MINNEAPOLIS -- Nov. 13, 2012 -- Consistent with its commitment to clinical excellence, Medtronic, Inc. (NYSE: MDT) announced today that the U.S. Food and Drug Administration (FDA) has approved the company's Valiant® Captivia® stent graft system for the endovascular repair of isolated lesions (excluding dissections) of the descending segment of the thoracic aorta. This expanded indication includes the treatment of transections, commonly known as blunt traumatic aortic injuries.
The second leading cause of traumatic death after head injuries, transection of the thoracic aorta represents a dire medical emergency in which the upper area of the body's main artery tears due to extreme force to the chest, usually the result of motor vehicle accidents, elevated falls or other high-impact deceleration episodes.
The Valiant stent graft, a tubular medical device consisting of a specially woven fabric sewn onto a flexible wire-mesh frame, can now be used in U.S. clinical practice to stabilize bleeding from descending thoracic aortic transections as an alternative to invasive surgery.
Previously approved by the FDA for the endovascular repair of aneurysms and penetrating ulcers of the descending thoracic aorta, the Valiant Captivia stent graft system has been widely available in the United States since May 2012.
The device is implanted in a minimally invasive procedure that uses a catheter inserted into the femoral artery, located in the groin. This technique requires only a small incision to access the aorta as opposed to larger incisions required for open surgery.
Compressed inside the delivery system, the device passes through several arteries in the abdomen and up the aorta to the location of the damaged area. By turning a mechanism on the handle of the delivery system, the stent graft flowers open from top to bottom, creating a new path for blood flow and reducing the risk of rupture, a complication that usually results in death.
The new indication for thoracic aortic transections followed the FDA's review of the results of a clinical study called the RESCUE trial, which enrolled 50 patients across 20 U.S. and Canadian sites and met its primary endpoint with a 30-day all-cause mortality rate of 8.0 percent. Six-month results from the RESCUE trial will be presented later this week in New York to attendees of the VEITHsymposium, which begins on Wednesday.

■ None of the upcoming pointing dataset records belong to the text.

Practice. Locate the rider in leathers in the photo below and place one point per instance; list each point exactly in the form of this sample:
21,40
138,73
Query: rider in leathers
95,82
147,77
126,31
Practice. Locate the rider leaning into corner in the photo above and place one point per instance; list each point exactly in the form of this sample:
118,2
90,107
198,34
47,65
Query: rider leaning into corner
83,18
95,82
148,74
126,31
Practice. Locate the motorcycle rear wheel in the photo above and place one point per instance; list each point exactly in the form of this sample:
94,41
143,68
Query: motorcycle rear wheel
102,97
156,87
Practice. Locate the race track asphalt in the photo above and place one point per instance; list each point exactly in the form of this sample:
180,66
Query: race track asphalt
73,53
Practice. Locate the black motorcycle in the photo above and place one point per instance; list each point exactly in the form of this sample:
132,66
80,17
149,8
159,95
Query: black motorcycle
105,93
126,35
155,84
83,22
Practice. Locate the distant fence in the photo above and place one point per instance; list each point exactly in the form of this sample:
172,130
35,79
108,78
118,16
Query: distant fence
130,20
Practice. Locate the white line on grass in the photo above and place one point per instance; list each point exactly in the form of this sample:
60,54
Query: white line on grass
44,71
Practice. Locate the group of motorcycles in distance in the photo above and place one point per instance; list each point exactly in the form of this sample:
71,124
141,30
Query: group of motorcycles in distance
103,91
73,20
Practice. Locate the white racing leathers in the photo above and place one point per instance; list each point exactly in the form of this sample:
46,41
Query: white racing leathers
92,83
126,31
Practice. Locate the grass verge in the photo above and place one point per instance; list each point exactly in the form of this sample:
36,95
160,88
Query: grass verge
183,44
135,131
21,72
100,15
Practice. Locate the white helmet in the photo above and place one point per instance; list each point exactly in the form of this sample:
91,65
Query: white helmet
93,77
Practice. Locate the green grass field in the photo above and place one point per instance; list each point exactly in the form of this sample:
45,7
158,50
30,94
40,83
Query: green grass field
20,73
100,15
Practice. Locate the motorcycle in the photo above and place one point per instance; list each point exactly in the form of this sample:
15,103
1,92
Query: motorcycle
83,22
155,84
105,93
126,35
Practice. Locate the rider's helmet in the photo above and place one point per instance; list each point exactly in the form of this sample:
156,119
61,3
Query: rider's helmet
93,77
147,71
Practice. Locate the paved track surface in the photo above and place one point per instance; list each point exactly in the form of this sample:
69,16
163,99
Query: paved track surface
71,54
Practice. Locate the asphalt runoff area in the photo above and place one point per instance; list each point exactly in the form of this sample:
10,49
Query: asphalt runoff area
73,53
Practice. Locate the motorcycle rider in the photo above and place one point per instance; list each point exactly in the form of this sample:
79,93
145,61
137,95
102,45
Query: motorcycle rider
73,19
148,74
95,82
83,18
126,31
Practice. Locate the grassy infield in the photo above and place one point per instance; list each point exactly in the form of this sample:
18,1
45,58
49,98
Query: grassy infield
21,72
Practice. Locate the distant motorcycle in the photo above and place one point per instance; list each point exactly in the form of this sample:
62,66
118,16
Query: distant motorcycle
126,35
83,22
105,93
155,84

"This new indication of the Valiant Captivia stent graft system reduces the morbidity and mortality rates associated with surgical repair of transected aortas," explained Dr. Rodney White, chief of vascular surgery at Harbor-UCLA Medical Center in Torrance, Calif., and the principal investigator of the RESCUE trial. "When surgery is the only other option for repairing an aortic transection, the Valiant Captivia system can literally be a life-saver."
Medtronic stent grafts have been used to treat approximately 300,000 patients worldwide. Long-standing market leaders in the product category, the company's global portfolio includes the Endurant II AAA and Valiant Captivia stent graft systems.
"Our vision is for endovascular repair to be applicable to more patients," explained Tony Semedo, vice president and general manager of Medtronic's Endovascular Therapies business. "With this new indication for the Valiant Captivia system in the United States, that vision comes into sharper focus."
In collaboration with leading clinicians, researchers and scientists worldwide, Medtronic offers the broadest range of innovative medical technology for the interventional and surgical treatment of cardiovascular disease and cardiac arrhythmias. The company strives to offer products and services that deliver clinical and economic value to healthcare consumers and providers around the world.
Medtronic, Inc. (www.medtronic.com), headquartered in Minneapolis, is the global leader in medical technology -- alleviating pain, restoring health and extending life for millions of people around the world.
Any forward-looking statements are subject to risks and uncertainties such as those described in Medtronic's periodic reports on file with the Securities and Exchange Commission. Actual results may differ materially from anticipated results.